Saison agricole sur un air de pré-campagne présidentielle pour Faure Gnassingbé

Distribution du matériel agricole aux populations de la Région des Savanes, élévation de plusieurs producteurs au rang de Chevaliers et d’Officiers dans l’Ordre du Mérite Agricole, la rencontre du chef de l’Etat Faure Gnassingbé avec le monde paysan ce samedi 17 avril à Dapaong, est un signe évident d’une entrée en campagne avant l’heure. Certes, avec le ministère du Développement à la base et de la Jeunesse, et le ministère de l’Agriculture, de l’Elevage et la Pêche, l’Etat semble accorder une grande importance à un secteur qui contribue à près de la moitié du budget, mais à qui on donne un ingrat traitement. La région des Savanes est la région la plus pauvre du Togo surtout le plans, malgré ses atouts climatiques et agricoles pour les cultures maraîchères, le maïs et le riz, la région n’est pas mise en valeur. La région compte 1 médecin chirurgien pour plus de 700.000 habitants.

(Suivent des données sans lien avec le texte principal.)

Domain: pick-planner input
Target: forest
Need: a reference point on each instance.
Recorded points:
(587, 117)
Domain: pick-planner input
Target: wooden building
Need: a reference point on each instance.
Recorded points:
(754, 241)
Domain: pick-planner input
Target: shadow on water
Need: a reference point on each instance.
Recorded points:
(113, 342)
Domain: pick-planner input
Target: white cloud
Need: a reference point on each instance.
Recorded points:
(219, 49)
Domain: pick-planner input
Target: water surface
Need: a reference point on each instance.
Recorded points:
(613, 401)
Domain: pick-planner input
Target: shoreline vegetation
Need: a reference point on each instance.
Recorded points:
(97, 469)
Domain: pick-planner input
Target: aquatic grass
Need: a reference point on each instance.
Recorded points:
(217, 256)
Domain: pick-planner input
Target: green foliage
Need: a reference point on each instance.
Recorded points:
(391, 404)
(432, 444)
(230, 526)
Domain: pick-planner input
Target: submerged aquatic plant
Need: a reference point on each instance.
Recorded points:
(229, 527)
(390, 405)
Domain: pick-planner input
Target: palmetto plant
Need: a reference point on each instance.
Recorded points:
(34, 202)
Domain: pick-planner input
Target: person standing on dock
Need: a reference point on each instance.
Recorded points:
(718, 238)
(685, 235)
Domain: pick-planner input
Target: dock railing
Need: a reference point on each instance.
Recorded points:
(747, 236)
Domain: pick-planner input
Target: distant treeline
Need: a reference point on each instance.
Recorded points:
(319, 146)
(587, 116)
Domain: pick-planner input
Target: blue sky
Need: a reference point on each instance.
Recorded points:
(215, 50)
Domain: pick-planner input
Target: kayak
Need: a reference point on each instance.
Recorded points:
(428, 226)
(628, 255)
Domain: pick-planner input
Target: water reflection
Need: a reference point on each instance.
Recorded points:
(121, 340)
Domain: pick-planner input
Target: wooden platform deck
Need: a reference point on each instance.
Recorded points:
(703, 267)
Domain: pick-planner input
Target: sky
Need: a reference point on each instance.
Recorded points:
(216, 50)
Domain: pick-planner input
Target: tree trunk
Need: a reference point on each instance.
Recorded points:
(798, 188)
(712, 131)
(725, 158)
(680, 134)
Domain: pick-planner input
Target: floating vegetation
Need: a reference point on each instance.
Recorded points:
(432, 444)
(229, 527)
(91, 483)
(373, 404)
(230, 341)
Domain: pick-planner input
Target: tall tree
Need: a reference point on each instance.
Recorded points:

A Dapaong, le chef de l’Etat a remis 140 égreneuses de mais (550kg/heure), 9 décortiqueuses de riz (650kg/heure) et 32 bâches. Il a également décoré de nombreuses figures du monde paysan des Savanes, élevées au rang de Chevaliers et d’Officiers dans l’Ordre du Mérite Agricole. L’agriculture est contributrice de 40% au budget de l’Etat et compte 20% des ressources à l’exportation. Un vaste programme de 200 milliards, le Programme national d’investissement agricole et de sécurité Alimentaire (PNIASA), est conçu pour relancer le secteur, qui connaît un net regain avec trois années successives d’excédents céréaliers (maïs, sorgho, mil). Mais le PNIASA, qui a plusieurs volets, cache les incompétences du ministère de l’agriculture, de l’élevage, et de la pêche, à transformer un potentiel agricole affirmé en industrie agro-alimentaire apporter une valeur ajoutée au secteur. L’excédent céréalier est devenu un slogan politique affirmé à tout bout de champ, comme au temps du parti unique, où un petit pas devient un bond pour l’humanité et un échec, une victoire éclatante. Le Togo continue à importer une trop grande quantité de riz, soit plus de 50.000 tonnes par an, essentiellement du riz thaïlandais dont la qualité est moins bonne que le riz local, mal exploité.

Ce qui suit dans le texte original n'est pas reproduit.